Em parceria com a Escola Livre de Cinema e Vídeo, imigrantes haitianos usam mídia para retratar seu cotidiano no ABC.

A saída da estação de trem foi a porta de entrada. Ali, olhares curiosos vindos do Haiti receberam as primeiras impressões da terra que futuramente chamariam de lar. Instalados em Santo André, no ABC paulista, desde 2011, os haitianos resolveram transformar as dificuldades de adaptação no novo país em arte. Com a parceria da Escola Livre de Cinema e Vídeo (ELCV), os imigrantes agora encenam o que já foi vivido, numa ficção recheada de sentimentos reais.

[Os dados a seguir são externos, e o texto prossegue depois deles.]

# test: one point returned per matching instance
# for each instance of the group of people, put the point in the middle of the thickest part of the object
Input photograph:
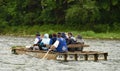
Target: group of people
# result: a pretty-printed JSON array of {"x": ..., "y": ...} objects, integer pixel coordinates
[{"x": 56, "y": 42}]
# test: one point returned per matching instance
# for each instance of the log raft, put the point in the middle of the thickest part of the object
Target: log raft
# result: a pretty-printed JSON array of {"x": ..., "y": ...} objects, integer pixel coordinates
[{"x": 75, "y": 55}]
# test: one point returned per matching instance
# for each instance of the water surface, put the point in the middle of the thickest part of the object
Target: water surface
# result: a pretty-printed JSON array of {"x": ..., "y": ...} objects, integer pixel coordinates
[{"x": 11, "y": 62}]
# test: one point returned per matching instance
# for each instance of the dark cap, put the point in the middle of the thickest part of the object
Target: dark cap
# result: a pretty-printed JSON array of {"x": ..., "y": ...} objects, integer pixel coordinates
[{"x": 37, "y": 34}]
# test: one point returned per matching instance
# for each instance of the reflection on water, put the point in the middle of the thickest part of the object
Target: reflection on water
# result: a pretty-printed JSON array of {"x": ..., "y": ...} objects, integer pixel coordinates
[{"x": 11, "y": 62}]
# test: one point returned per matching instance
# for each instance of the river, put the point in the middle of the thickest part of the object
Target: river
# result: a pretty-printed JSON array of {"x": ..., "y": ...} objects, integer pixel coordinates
[{"x": 11, "y": 62}]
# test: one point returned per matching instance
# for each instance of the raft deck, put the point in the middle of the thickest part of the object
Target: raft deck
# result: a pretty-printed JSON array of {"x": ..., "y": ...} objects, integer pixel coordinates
[{"x": 76, "y": 55}]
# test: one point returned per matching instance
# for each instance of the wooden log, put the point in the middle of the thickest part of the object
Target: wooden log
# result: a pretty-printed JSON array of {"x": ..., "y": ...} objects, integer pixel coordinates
[
  {"x": 76, "y": 57},
  {"x": 95, "y": 57},
  {"x": 77, "y": 45}
]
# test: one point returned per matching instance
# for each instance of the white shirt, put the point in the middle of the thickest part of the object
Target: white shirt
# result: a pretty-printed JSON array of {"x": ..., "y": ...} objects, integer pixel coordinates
[{"x": 36, "y": 41}]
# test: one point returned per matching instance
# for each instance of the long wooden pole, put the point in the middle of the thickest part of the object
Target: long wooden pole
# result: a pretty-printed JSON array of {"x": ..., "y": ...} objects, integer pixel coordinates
[{"x": 46, "y": 54}]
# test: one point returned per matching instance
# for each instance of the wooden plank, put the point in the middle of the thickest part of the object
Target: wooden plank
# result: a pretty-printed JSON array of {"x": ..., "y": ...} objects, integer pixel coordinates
[{"x": 77, "y": 45}]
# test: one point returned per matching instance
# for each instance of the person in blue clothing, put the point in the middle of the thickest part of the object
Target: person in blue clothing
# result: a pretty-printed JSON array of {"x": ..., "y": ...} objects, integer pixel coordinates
[
  {"x": 36, "y": 41},
  {"x": 59, "y": 45}
]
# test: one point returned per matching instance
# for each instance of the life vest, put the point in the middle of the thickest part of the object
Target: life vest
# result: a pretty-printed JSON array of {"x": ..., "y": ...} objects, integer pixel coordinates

“O projeto começou com um grupo de haitianos que veio até a escola porque teve a ideia de fazer um filme que falasse da integração cultural com o Brasil e que não falasse exatamente da tragédia que eles tiveram no Haiti”, revelou William Hinestrosa, professor da ELCV e um dos coordenadores do projeto. Do convite inicial, veio a ideia: em vez de uma gravação de um filme, por que não uma imersão cultural? “Surgiu então a noção de vivências. Porque, antes de tudo, seria interessante que a ação fosse um processo pedagógico para os alunos. Ou seja, que os alunos participassem e pudessem exercer o audiovisual.”

Intitulada Vivências Haitianas, a iniciativa começou com reuniões entre os estudantes e o imigrantes. “No primeiro encontro nós já decidimos o que fazer. Surgiram duas ideias: uma foi de fazer um curta-metragem e a outra foi de fazer uma websérie. E começamos a produzir”, contou William. Como a produção do filme exigiria um maior trabalho de pesquisa, os envolvidos decidiram começar com o seriado pela internet. “A série conta a história de um casal haitiano que vem ao Brasil e a esposa não estava muito a fim de ter vindo. Aí eles vão passar por algumas dificuldades. Fizemos o primeiro episódio e nessa semana devemos finalizar o segundo. E terminando a série, nós faremos o curta na sequência.”

Arquivo de memórias

Com pequenos episódios de aproximadamente cinco minutos, a websérie Superação terá curta duração até para familiarizar os haitianos à produção audiovisual. “Hoje a parte técnica quem domina são realmente os alunos, mas a ideia é, com o tempo, isso começar a se interagir. Um processo para que os próprios haitianos que fazem parte dessa vivência estejam operando a câmera ou cuidando do som.” Com o objetivo de falar dos haitianos no olhar deles, a ação está em constante produção e terá encontros para debate sempre na última semana de cada mês. “O que nós estamos fazendo é um processo contínuo. E a gente vai descobrindo as coisas no andar dele.”

Para William, o destaque da ação são as lembranças. “Um aspecto que eu considero muito importante é a memória. Porque é uma imigração recente, mas eu sempre falo que daqui a cem anos um descendente desses haitianos ou qualquer pessoa que esteja interessada em saber sobre o início dessa imigração em Santo André poderá consultar as imagens que a gente fez”, afirmou, complementando: “Porque tudo é gravado, todos os nossos encontros a gente grava, e está se criando um arquivo. E a ideia é que todo esse material de texto, vídeo e áudio seja arquivado para deixar no acervo da escola, no arquivo da prefeitura e na Cinemateca Brasileira”.